Als ich jünger war, trainierte ich Pferde. Dabei hatte ich gelernt: Je schneller du wieder auf das Pferd steigst, nachdem es dich abgeworfen hat, desto eher glaubt es, dass du keine Angst vor ihm hast. Ich holte tief Luft und ging schnurstracks zurück zur Notaufnahme.

Ich betrat den Raum, streckte meine Hand aus, um seine zu schütteln, stellte mich mit einem Lächeln vor und begann damit, ihm zu erklären, was ich zu tun beabsichtigte. „Ich muss jetzt eine IV 3 Kanüle setzen!“ Ich klopfte auf die Venen, die sich auf der Rückseite seiner Hand befanden, setzte die Kanüle und gab die üblichen Erklärungen, „Sie werden jetzt einen Stich fühlen“, und so weiter, so als ob er eine solche Behandlung noch nie erhalten hätte. Der Patient verhielt sich ruhig. Nach ungefähr einer Minute sagte ich den Sanitätern, dass ich jetzt mit dem Patienten allein bleiben könne, und sie gingen.
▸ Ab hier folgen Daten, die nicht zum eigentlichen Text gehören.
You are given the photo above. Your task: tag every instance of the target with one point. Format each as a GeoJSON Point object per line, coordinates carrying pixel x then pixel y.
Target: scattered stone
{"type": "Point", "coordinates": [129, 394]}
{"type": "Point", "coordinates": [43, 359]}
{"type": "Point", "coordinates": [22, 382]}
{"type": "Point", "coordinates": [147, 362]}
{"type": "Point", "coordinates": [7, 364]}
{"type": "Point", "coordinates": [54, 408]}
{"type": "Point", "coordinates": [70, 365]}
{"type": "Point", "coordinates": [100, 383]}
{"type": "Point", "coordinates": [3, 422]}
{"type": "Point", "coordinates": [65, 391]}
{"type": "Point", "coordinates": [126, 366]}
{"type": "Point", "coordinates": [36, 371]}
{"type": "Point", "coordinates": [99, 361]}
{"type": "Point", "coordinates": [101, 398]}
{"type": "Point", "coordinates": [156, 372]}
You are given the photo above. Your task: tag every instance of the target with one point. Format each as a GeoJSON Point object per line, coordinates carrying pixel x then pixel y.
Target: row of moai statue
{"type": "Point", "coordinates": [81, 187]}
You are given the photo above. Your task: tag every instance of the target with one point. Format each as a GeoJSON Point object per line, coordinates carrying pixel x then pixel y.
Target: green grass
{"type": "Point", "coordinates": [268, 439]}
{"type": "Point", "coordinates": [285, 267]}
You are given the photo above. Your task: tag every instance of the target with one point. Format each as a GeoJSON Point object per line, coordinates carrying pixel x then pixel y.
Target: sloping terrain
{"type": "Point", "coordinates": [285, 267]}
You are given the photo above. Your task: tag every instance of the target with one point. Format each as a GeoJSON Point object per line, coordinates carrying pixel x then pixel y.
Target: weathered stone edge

Als ich bei dem Mann den Puls maß, fragte er mich plötzlich: „Warum haben sie keine Angst vor mir?“

Ich lächelte einfach nur und sagte: „Entschuldigung, sollte ich das denn?“

„Nein, natürlich nicht“, beeilte er sich zu antworten. „Es ist nur, … nun, die meisten Krankenschwestern haben Angst vor mir.“

Er verbrachte die Nacht im Schockraum, wo ich ihm alle Medikamente, Flüssigkeiten und Salzlösungen, die er gemäß den Bluttests brauchte, verabreichte. Und es stellte sich heraus, dass es sich um einen einfachen Fall handelte.

Als die Morgenschicht eintraf, sah ich die Abteilungsleiterin mit der Sicherheitswache sprechen. Sie fragte ärgerlich, warum sie dieses Patientenzimmer nicht bewachen würde. Dann deutete sie auf mich und fragte: „Waren Sie in dem Zimmer bei geschlossenen Türen und ohne Wache?“

Es stellte sich heraus, dass dieser Mann als gefährlicher Patient eingestuft worden war, nachdem er auf der Herzstation, die sich im oberen Stock befindet, mehrere Krankenschwestern mit einem Messer attackiert hatte. Aus irgendeinem Grund war diese Nachricht nicht im Computersystem gespeichert. Deswegen sagte ich dem Wachpersonal, dass der Patient OK sei und im Moment offensichtlich auch nicht gefährlich sein würde.

In der nächsten Nacht, so hörte ich, war der Mann nach ein paar Stunden gegangen. Er war – traurig genug zu sagen – anscheinend wieder zu seinem üblichen wütenden Selbst zurückgekehrt. Wie es schien, waren alle anderen erleichtert, ihn gehen zu sehen.

Was hat das alles mit dem Titel meiner Geschichte zu tun?

Nun, seit jenem Erlebnis, habe ich dieses Gebet ziemlich oft gebetet. Und zwar immer dann, wenn ich nicht in der Lage war, vor den Leuten zu verbergen, was ich für sie empfinde. Es scheint, als ob Gott durch dieses Gebet das Beste aus mir sowie aus der anderen Person zum Vorschein bringen würde. Früher hatte ich immer gebetet: „Hilf mir, die Person so-und-so zu ertragen.“ Dieses Gebet machte die Menschen erträglicher. Wenn immer ich wieder versucht bin zu denken, dass ich jemanden nicht ausstehen kann, bete ich: „Zeig mir, was Du an ihm liebst“, und alles läuft wesentlich besser.

Heute bin ich Abteilungsleiterin in einem Schwesternheim und muss alle Mitarbeiter und Patienten liebevoll und gleichwertig behandeln. Von Natur aus komme ich mit einigen Menschen besser zurecht als mit anderen. Aber Jesus liebt alle, und Er weiß genau, was an jedem von ihnen Besonders ist. Wenn ich Ihn bitte, mir zu helfen, dies zu sehen, dann bringt Er es zutage und lässt es mich klar und deutlich sehen.